Le soleil lui lèche les pieds. Il commence à s’éveiller, tranquillement, en observant son cheval qui broute un fétu de paille. Il méritera sa part d’avoine ou de son, se dit alors l’homme en se redressant. Il a tiré de sa sacoche une cafetière en métal et y a fait bouillir les derniers précieux grains torréfiés. L’odeur du breuvage lui emplit les sens. Il aime ce réveil paisible. Il aime se sentir ainsi à l’abri du monde, de ces trois types qui voulaient sa peau, de ce désert qui reste pour le moment encore un rien agréable avant les chaleurs de la journée. L’aurore est belle, l’horizon est distinct. Il s’oriente, il sait à peu près quel cap tenir, il va aller par-là, vers l’ouest, en espérant croiser un chemin, une piste ou, s’il a encore plus de chance, des rails de chemin de fer.

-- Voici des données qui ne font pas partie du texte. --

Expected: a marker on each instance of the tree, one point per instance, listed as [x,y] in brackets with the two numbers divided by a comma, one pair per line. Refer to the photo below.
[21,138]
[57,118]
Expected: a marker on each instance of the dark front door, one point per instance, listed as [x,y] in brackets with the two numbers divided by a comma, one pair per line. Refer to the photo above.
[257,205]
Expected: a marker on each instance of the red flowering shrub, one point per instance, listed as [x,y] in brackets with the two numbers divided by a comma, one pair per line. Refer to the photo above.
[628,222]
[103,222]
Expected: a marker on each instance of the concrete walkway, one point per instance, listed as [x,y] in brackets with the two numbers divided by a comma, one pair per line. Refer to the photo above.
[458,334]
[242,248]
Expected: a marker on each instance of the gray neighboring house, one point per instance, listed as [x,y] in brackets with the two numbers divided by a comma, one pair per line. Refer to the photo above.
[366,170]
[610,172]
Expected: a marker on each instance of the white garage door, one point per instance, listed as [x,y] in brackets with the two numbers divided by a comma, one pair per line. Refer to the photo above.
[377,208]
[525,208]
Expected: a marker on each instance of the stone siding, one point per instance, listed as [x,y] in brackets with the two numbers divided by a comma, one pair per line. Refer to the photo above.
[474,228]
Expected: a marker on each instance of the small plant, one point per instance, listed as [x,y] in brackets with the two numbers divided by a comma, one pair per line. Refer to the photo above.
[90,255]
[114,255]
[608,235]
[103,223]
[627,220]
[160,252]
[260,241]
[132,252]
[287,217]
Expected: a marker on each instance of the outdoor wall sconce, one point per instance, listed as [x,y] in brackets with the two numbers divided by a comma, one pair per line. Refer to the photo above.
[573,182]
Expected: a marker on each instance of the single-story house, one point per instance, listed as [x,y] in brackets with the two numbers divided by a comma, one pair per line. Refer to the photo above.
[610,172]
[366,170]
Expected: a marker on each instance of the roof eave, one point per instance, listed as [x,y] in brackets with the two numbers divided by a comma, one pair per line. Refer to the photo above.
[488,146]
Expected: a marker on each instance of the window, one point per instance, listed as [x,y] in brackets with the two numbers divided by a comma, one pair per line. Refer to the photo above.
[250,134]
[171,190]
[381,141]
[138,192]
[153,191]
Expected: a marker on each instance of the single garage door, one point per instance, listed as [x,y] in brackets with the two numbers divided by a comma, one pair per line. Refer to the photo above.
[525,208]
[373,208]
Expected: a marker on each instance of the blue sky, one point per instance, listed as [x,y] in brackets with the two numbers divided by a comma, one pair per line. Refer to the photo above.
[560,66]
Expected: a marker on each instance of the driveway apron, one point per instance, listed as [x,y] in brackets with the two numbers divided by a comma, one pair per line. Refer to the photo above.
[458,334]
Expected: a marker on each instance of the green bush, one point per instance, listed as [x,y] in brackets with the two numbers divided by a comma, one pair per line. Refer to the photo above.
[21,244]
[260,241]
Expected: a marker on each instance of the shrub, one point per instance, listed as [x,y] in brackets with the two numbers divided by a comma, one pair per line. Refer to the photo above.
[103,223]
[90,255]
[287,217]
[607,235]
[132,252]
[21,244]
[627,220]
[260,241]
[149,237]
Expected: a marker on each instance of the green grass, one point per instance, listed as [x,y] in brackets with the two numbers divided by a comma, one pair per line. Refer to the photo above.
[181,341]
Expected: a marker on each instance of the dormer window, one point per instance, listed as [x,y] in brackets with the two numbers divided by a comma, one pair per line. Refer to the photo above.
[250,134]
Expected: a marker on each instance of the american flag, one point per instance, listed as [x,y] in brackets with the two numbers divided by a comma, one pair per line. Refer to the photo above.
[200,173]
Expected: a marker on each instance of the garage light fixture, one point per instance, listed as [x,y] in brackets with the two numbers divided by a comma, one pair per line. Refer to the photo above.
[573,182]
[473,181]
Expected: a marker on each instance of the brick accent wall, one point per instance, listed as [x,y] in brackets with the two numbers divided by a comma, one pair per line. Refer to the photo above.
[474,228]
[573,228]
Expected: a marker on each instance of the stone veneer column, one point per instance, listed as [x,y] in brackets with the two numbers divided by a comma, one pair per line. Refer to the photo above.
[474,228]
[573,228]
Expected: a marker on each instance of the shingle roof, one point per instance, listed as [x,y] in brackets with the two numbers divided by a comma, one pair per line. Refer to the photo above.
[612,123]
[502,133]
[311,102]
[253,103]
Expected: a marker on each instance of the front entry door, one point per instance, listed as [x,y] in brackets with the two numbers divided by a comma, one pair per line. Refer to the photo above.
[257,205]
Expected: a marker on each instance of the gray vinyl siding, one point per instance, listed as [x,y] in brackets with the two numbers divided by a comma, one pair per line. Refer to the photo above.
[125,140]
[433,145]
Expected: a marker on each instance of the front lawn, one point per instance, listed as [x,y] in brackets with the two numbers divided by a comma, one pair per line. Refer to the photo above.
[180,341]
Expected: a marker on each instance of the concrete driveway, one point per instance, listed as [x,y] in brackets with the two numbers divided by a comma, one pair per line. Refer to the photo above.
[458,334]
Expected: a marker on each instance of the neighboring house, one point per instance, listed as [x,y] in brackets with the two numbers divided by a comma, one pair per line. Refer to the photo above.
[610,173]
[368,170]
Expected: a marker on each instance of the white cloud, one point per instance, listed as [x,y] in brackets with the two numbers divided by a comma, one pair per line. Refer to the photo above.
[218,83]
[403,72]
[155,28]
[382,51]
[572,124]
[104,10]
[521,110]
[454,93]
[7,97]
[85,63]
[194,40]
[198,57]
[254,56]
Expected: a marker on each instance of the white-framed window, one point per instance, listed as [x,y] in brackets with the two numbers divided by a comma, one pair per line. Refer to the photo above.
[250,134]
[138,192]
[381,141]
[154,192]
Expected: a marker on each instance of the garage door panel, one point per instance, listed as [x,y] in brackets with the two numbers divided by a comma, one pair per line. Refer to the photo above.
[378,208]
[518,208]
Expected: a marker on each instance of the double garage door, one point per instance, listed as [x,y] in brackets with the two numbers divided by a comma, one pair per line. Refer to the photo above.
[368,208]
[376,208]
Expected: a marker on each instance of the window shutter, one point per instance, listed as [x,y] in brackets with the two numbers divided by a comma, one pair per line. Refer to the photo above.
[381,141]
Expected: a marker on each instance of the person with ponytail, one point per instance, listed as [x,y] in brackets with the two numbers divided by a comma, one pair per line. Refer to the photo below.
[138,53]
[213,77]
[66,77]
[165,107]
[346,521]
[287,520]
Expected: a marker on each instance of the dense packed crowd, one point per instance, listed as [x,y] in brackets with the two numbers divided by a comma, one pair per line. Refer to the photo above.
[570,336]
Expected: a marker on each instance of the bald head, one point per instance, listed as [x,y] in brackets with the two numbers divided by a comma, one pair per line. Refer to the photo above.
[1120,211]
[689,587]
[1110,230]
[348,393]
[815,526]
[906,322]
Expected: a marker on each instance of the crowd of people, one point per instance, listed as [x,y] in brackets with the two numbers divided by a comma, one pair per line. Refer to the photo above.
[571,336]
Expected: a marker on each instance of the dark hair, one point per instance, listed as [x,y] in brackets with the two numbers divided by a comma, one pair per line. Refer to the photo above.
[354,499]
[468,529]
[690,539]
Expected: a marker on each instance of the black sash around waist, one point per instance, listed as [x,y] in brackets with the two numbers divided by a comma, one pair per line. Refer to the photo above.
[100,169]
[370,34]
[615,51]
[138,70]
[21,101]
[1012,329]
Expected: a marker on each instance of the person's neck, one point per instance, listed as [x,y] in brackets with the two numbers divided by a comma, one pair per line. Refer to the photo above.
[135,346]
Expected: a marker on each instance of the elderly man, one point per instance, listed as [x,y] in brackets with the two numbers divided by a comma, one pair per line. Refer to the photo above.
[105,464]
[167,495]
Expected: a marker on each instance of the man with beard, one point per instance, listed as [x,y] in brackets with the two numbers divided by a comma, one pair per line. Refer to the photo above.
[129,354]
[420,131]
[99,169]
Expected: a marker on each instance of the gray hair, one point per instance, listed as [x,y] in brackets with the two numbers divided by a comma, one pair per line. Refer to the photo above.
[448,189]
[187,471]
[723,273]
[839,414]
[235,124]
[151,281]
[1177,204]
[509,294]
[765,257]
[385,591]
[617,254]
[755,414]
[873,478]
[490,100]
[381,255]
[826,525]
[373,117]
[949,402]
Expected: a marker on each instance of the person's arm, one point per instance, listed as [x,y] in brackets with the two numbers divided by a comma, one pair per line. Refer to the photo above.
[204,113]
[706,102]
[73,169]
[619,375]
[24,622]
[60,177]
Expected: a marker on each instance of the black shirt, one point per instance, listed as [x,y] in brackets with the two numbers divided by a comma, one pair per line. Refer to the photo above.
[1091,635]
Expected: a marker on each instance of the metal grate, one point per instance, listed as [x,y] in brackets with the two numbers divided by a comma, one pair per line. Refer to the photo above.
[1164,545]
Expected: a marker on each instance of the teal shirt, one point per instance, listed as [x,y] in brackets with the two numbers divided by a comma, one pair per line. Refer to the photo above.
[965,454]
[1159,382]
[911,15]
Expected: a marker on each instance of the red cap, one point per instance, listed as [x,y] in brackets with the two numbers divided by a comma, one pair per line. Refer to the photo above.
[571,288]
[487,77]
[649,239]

Pourquoi voulaient-ils le descendre ? Parce qu’il a refusé de leur laisser ses bêtes, ou parce qu’il a sorti son fusil pour se défendre ? Dans un cas comme dans l’autre ils ont échoué à le faire taire, et dès qu’il aura rejoint un village, pour sûr qu’un marshal appréciera son histoire. D’ici là, en bon cowboy rôdé à vivre à la dure, il va retrouver son chemin, survivre et leur montrer à ces trois pourris qu’on ne tire pas sur lui impunément.

Le cheval vient le voir. Lui aussi a faim. Le cowboy tire ses dernières provisions de sa sacoche qui consistent un morceau de bœuf séché et un petit sac de graines. « Allez, mange, tu as mérité que je me passe de ces graines » dit à haute voix l’homme tout en mastiquant le bout de viande dur comme du bois. Un jour ? Deux ? Plus ? Difficile à dire tant la fuite a été longue. Ils ont presque réussi à l’avoir à deux reprises… Mais en cowboy habitué à tenir sur sa monture des heures durant, il a réussi à leur en montrer à ces trois voleurs et assassins ! Le choix le plus dur est à venir : partir en plein jour, sans gourde, ou de nuit au risque de s’égarer. Alors, s’aidant d’un couteau bien affûté, il découpe un bout de cuir dans sa selle pour boucher le flacon, puis tente de le remplir d’eau. Le bricolage tient bon, il pourra faire quelques jours de plus dans ce milieu hostile.

Une fois le café ingurgité, la cafetière rincée et remplie, elle aussi, de cette eau si précieuse, l’équipage reprend son chemin, direction le lointain, en avant vers l’ouest, aussi menaçant que prometteur, aussi sublime qu’il peut être mortel.